Le musée des Beaux-Arts ayant été détruit pendant les bombardements de la Seconde Guerre mondiale, la Ville de Lorient choisit d'évoquer, dès les années1950, un "supposé" âge d'or en projetant la création ex-nihilo du musée de la Compagnie des Indes.
Les premières oeuvres sont rassemblées à partir des années 1960 sous l'égide du comité des fêtes du Tricentenaire de la Ville de Lorient avec pour objectif l'organisation de l'exposition Lorient et la Mer en 1966. A l'issue de cet événement, 33 pièces sont offertes à la collectivité. Elles composent le noyau originel de la collection du musée.
En 1980, la municipalité lorientaise décide l'installation de son musée dédié à l'histoire des Compagnies des Indes au sein de la citadelle de Port-Louis. La collection se constitue à partir d'achats d'oeuvres (l'armure du samouraï), de nombreux dépôts en provenance de différents musées nationaux (dont 236 de l'actuel musée du quai Branly alors musée des arts africains et océaniens)et de créations d'artefacts(16 maquettes et dioramas réalisés entre 1976 et 1989).
Ces objets sont présentés dans 8 salles, ouvertes au public en juillet 1984.
En 1967, l'association des amis du musée de Lorient succède au comité des fêtes du Tricentenaire.

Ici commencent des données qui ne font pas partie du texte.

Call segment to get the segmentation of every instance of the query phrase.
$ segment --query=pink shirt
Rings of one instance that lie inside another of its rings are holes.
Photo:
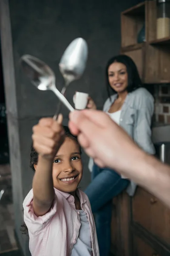
[[[31,189],[23,203],[24,221],[28,230],[32,256],[70,256],[79,235],[81,223],[74,198],[54,189],[55,197],[50,211],[37,217],[32,206]],[[89,221],[93,256],[99,256],[96,227],[90,202],[84,192],[78,189],[82,209]]]

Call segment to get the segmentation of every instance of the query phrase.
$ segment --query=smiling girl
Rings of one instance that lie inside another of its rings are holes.
[[[77,188],[82,177],[81,148],[67,127],[51,118],[33,128],[33,188],[24,202],[24,219],[33,256],[99,256],[87,196]]]

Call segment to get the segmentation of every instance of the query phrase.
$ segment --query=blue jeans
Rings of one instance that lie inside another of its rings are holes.
[[[108,256],[110,251],[113,198],[124,190],[129,182],[114,171],[94,164],[92,181],[85,192],[94,214],[100,256]]]

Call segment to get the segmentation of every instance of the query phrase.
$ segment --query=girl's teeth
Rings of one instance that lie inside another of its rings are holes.
[[[73,177],[73,178],[71,178],[70,179],[62,179],[61,181],[69,181],[69,180],[74,180],[74,177]]]

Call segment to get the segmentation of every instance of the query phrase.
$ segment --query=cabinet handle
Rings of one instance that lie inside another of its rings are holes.
[[[157,200],[156,198],[151,198],[150,199],[150,203],[151,204],[153,204],[157,202]]]

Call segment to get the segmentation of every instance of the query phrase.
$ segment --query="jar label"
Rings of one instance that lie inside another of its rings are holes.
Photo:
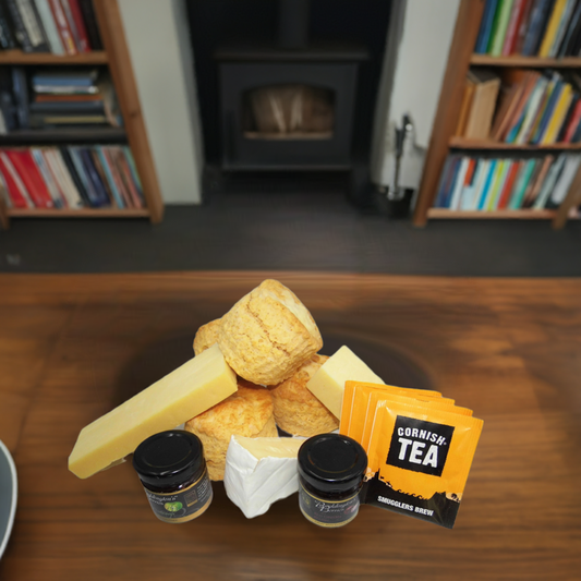
[[[144,489],[156,517],[166,522],[185,522],[199,517],[213,498],[207,470],[187,488],[175,493],[153,493],[145,487]]]
[[[313,496],[302,485],[299,488],[299,507],[302,513],[319,526],[342,526],[351,522],[358,516],[359,505],[359,494],[344,500],[324,500]]]

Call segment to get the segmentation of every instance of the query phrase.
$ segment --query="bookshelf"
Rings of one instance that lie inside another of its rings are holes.
[[[148,218],[161,221],[164,203],[131,64],[123,23],[117,0],[94,0],[94,10],[104,50],[74,56],[0,51],[0,65],[107,65],[123,117],[123,128],[63,130],[22,130],[0,135],[0,147],[60,144],[123,144],[132,152],[140,174],[145,208],[38,209],[8,208],[0,202],[0,226],[10,227],[11,218]]]
[[[461,0],[449,59],[445,71],[434,128],[420,182],[417,203],[412,221],[425,226],[431,219],[544,219],[550,220],[555,229],[560,229],[569,219],[570,210],[581,203],[581,168],[568,190],[565,201],[557,209],[503,209],[503,210],[452,210],[433,207],[446,158],[451,152],[507,152],[559,153],[581,152],[581,143],[556,143],[550,145],[515,145],[492,140],[469,140],[455,135],[459,111],[464,93],[464,82],[470,66],[486,68],[531,68],[567,69],[581,71],[581,58],[561,59],[523,57],[492,57],[473,53],[483,16],[485,0]]]

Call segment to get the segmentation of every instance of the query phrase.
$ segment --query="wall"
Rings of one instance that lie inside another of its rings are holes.
[[[203,149],[183,0],[118,0],[166,204],[202,202]]]
[[[376,107],[374,181],[392,185],[395,130],[409,113],[413,145],[406,149],[400,186],[416,187],[439,99],[460,0],[395,0]]]

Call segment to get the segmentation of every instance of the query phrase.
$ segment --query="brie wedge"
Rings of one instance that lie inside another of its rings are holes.
[[[228,498],[247,519],[299,489],[296,456],[302,438],[232,436],[226,455],[223,485]]]

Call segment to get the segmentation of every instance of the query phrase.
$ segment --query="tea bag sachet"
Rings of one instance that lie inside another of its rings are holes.
[[[451,529],[482,426],[420,401],[377,406],[364,503]]]

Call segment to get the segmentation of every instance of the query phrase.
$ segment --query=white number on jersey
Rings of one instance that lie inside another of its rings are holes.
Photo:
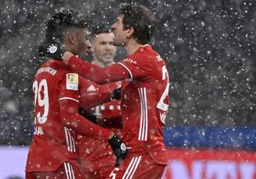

Entre 1984 et 2003, l'enrichissement des collections repose essentiellement sur les donations de cette association désormais Société des amis du musée de la Compagnie des Indes. Ce sont au total 138 oeuvres qui intègrent le musée, principalement des porcelaines de la Compagnie des Indes (aiguière bleu et blanc en 1997), auxquelles s'ajoutent les objets évoquant la navigation ou l'activité des comptoirs.
Si la société des amis du musée reste le principal donateur, d'autres viennent apporter leur contribution à l'enrichissement des collections. Ainsi l'Association des Spécialistes des Arts Asiatiques a permis l'acquisition d'une oeuvre exceptionnelle en 2012 à la suite d'un don numéraire : l'assiette aux armes de Louis XV.
Depuis 2003, 13 pièces ont été données au musée.
À partir du milieu des années 2000, la Ville de Lorient, souhaitant donner une nouvelle impulsion à son musée, inscrit de nouveaux crédits dédiés à l'enrichissement des collections. Cette implication entraîne un véritable effet levier sur la politique d'acquisition du musée.
Le déficit d'oeuvres, voire leur quasi absence dans certains domaines comme le textile indien et chinois (tenture, mousseline,robe d'indienne...), les objets d'exportation chinois (éventails, objets en laque...) ou encore les représentations iconographiques réalisées dans toute l'Asie pour les Européens, est alors comblé.
En 10 ans, la Ville de Lorient achète 94 objets parmi lesquels trois coffrets indo-portugais, trois éventails chinois et 26 pièces illustrant la thématique des importations de textiles indiens, principales marchandises transportées sur les vaisseaux de la Compagnie des Indes.
Souhaitant apporter son concours à cette démarche volontariste, l'État et la Région ont soutenu cette action par le biais du Fram (fonds régional d'acquisition pour les musées).
La bonne conservation des collections est l'une des missions fondamentales des Musées de France. Elle consiste à réaliser des opérations simples de conservation préventive (nettoyages ,micro-aspirations effectués par le musée) ou de restauration lorsque les oeuvres, dont l'âge avoisine parfois les trois siècles, le nécessitent.
Ces restaurations sont financées par la Ville de Lorient, soutenue par le FRAR (le fonds régional d'aide à la restauration, financement croisé État/Région). Films et diaporamas présentent certaines opérations de restauration menées par des professionnels sur des porcelaines, des textiles ou encore des huiles sur toile.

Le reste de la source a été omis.